The state does not address how pregnancy terminations being performed by private doctors in private offices, which would also be likely to occur during regular weekday hours, would be any different, especially since the doctors performing those abortions would not be required to have admitting privileges under the law. As Center for Reproductive Rights’ President Nancy Northup explained back in July:
“If they [the state] feel that every doctor in the state of Mississippi should have admitting privileges in a hospital, OK. Pass that broad law that will apply to all doctors in the state. If they think all OB-GYNs in the state should have admitting privileges to the hospitals, that’s another thing.”
Clearly, the state doesn’t want all OB’s to be required to have admitting privileges, especially in the face of a shortage of providers. What they want is a specific way to eliminate as many abortions as possible, and are using legislation targeting what they dub “itinerant” surgeons.
Dr. Thorp concludes that “H.B. 1390 is medically necessary to prevent itinerant surgeons like Dr. Parker from being allowed to abandon his patients if complications arise and emergency follow-up intervention is necessary. Mississippi women expect and deserve to receive responsible medical services which conform to accepted standards of care in medicine, not substandard care offered by itinerant surgeons who lack both board certification and hospital privileges.”
(Note: the use of “both” is deliberate, as the doctors are already board certified.)
If Dr. Thorp’s statement sounds familiar, you may recognize it from Phyllis Schlafly, although her problem with “itinerant surgeons” was that by allowing other hospital staff to perform follow-up in the event of a complication, that makes a taxpayer who helps fund the hospital through his or her taxes complicit in the act of an abortion.

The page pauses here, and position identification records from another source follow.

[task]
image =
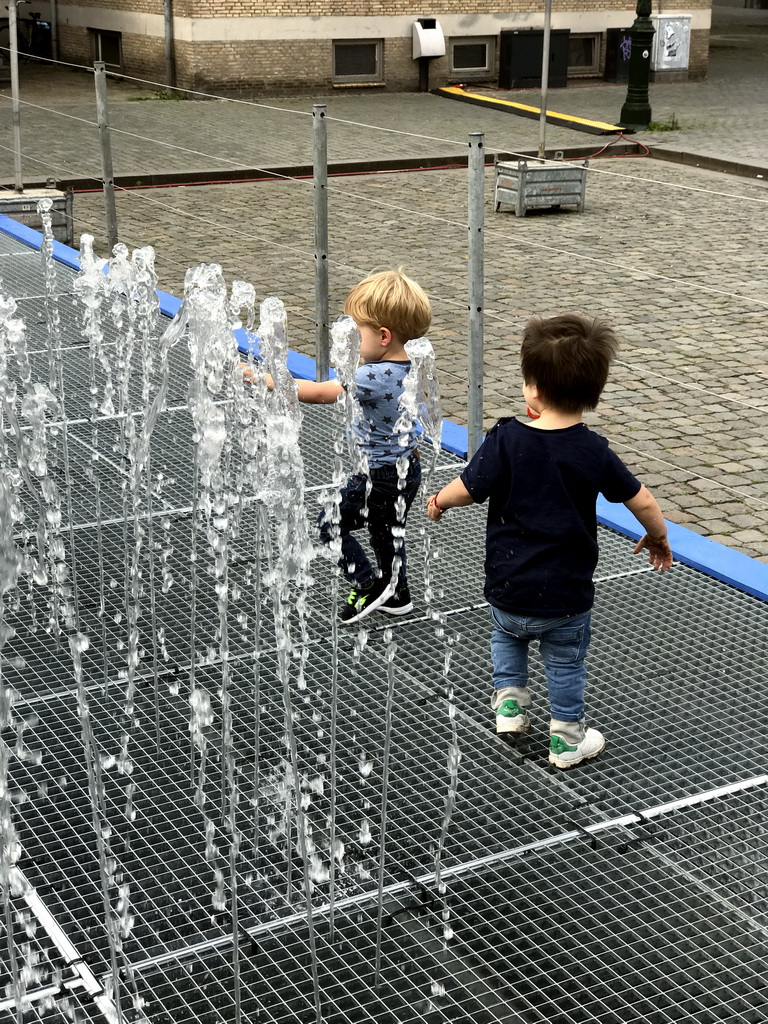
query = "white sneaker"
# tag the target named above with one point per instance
(564, 755)
(510, 717)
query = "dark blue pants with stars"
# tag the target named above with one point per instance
(386, 524)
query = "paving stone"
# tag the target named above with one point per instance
(651, 232)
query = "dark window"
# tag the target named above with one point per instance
(108, 47)
(471, 56)
(357, 60)
(584, 53)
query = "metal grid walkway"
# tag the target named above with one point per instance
(561, 896)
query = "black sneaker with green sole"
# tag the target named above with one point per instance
(361, 601)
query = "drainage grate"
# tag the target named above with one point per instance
(567, 895)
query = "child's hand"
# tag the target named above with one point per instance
(252, 374)
(659, 553)
(433, 511)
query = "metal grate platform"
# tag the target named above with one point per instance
(574, 896)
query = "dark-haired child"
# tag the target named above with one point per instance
(542, 479)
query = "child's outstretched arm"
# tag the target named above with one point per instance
(645, 509)
(453, 496)
(313, 392)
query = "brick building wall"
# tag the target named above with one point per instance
(283, 46)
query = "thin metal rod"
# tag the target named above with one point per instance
(15, 113)
(108, 175)
(476, 213)
(334, 750)
(54, 29)
(320, 169)
(170, 57)
(545, 78)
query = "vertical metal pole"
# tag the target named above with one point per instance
(170, 61)
(99, 77)
(545, 79)
(54, 29)
(320, 169)
(15, 115)
(476, 209)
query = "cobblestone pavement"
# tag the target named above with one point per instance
(672, 255)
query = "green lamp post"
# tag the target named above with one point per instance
(636, 110)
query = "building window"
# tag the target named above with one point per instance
(357, 60)
(473, 56)
(584, 53)
(108, 46)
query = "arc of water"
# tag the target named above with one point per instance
(78, 641)
(391, 649)
(284, 496)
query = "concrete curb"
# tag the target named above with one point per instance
(243, 175)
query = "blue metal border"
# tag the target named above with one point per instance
(700, 553)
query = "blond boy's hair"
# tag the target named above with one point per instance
(390, 299)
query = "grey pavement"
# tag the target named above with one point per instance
(672, 255)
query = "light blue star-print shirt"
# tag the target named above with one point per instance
(379, 390)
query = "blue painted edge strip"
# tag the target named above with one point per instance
(700, 553)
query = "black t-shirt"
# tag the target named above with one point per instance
(541, 540)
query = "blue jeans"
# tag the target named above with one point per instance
(386, 525)
(563, 644)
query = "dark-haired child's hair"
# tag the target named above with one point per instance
(567, 358)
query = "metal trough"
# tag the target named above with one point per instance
(534, 185)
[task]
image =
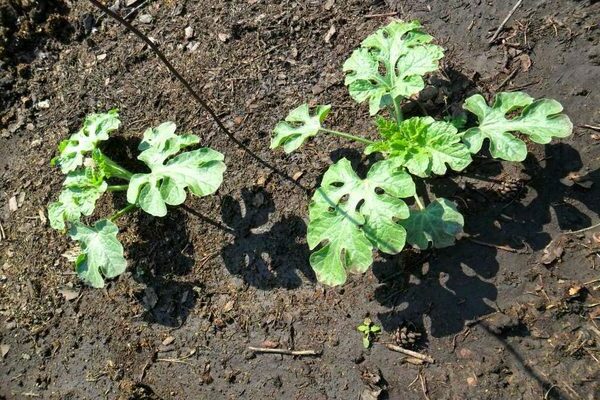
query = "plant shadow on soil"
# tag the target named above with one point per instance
(265, 258)
(163, 252)
(452, 286)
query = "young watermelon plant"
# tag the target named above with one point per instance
(350, 216)
(90, 174)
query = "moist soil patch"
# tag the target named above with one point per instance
(502, 314)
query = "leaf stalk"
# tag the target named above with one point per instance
(398, 110)
(418, 202)
(122, 212)
(117, 188)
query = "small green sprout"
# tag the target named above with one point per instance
(369, 331)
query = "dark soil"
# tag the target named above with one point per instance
(230, 271)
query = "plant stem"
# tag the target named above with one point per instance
(122, 212)
(347, 136)
(398, 110)
(111, 168)
(418, 201)
(117, 188)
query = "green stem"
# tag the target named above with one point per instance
(347, 136)
(117, 188)
(111, 169)
(122, 212)
(418, 201)
(398, 110)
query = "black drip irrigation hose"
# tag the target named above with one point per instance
(193, 93)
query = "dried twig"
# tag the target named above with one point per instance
(589, 228)
(508, 78)
(512, 11)
(422, 357)
(592, 127)
(497, 246)
(424, 385)
(382, 15)
(135, 9)
(285, 351)
(199, 99)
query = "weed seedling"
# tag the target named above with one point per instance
(350, 216)
(370, 331)
(90, 174)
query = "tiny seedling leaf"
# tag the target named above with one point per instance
(200, 171)
(350, 216)
(101, 252)
(298, 127)
(96, 128)
(540, 119)
(422, 145)
(391, 63)
(438, 224)
(81, 189)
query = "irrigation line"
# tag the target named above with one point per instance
(192, 92)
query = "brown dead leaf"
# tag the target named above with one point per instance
(525, 62)
(270, 344)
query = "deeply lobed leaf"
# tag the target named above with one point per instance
(200, 171)
(101, 252)
(541, 120)
(438, 224)
(422, 145)
(391, 63)
(81, 189)
(298, 127)
(96, 128)
(350, 216)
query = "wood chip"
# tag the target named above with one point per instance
(224, 37)
(168, 340)
(330, 33)
(69, 294)
(12, 204)
(298, 175)
(228, 306)
(4, 349)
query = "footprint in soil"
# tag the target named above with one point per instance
(448, 287)
(163, 252)
(264, 257)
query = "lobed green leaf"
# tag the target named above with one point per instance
(438, 224)
(200, 171)
(351, 216)
(541, 120)
(422, 145)
(96, 128)
(298, 127)
(391, 63)
(101, 252)
(81, 189)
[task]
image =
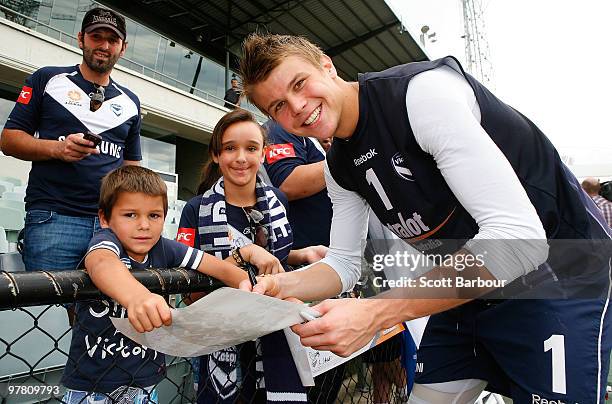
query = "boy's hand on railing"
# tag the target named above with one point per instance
(147, 311)
(265, 262)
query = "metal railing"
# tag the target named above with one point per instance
(35, 343)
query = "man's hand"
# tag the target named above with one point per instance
(74, 148)
(147, 311)
(265, 262)
(345, 326)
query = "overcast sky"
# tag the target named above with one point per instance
(551, 61)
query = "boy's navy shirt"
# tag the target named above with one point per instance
(53, 104)
(310, 217)
(101, 359)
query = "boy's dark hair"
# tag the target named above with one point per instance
(130, 179)
(211, 171)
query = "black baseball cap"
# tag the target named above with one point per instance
(104, 18)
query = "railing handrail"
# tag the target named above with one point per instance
(23, 289)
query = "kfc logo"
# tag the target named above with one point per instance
(278, 152)
(186, 236)
(25, 95)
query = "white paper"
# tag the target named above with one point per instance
(223, 318)
(310, 362)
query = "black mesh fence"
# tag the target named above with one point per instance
(37, 361)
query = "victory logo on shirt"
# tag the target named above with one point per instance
(278, 152)
(25, 95)
(401, 168)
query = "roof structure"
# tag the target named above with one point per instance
(359, 35)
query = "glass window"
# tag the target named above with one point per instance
(158, 155)
(63, 15)
(143, 47)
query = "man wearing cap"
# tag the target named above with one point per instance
(56, 108)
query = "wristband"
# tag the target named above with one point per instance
(238, 257)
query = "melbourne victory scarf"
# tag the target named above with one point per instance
(219, 371)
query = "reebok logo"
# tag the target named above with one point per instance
(365, 157)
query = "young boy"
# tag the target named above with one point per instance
(102, 364)
(438, 158)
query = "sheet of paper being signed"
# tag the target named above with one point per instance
(223, 318)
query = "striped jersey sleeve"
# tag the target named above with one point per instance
(181, 255)
(105, 239)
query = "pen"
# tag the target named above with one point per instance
(252, 271)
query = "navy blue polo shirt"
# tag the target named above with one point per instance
(101, 359)
(310, 217)
(53, 104)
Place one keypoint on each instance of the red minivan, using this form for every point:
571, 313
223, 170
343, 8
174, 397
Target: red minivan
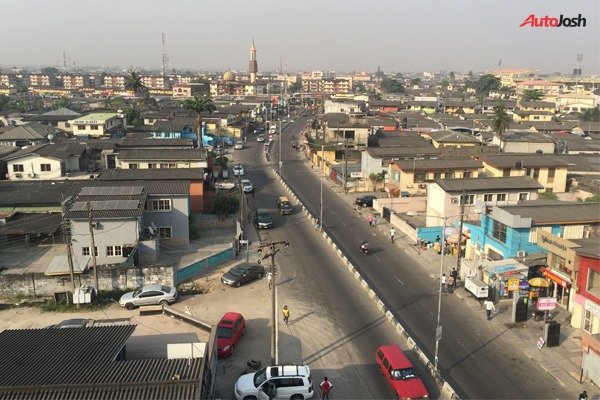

The state of Mississipi’s rationale for revoking the injunction is as unsupported and misleading as is their TRAP law in the first place, something that is unsurprising once you learn that Operation Rescue was involved in the development and drafting of the bill. The justifications provided in the 35-page report that assert the bill protects women who terminate their pregnancy shows that by making a requirement that applies only to the clinic and encouraging women to go to private doctors instead who do not need to use the same safety standards, the law does no such thing. In fact, by setting more roadblocks and a limit to the number of procedures those seeking terminations will receive them even later, something that could increase the possibility for medical complications.
What the law would do if enforced, however, is make abortion accessible only to women with insurance, good connections to a doctor who can do a termination, and money to pay for a more expensive private office or hospital procedure.
In other words, it takes them right back to where they were before Roe v. Wade was decided. Just as they intend it to.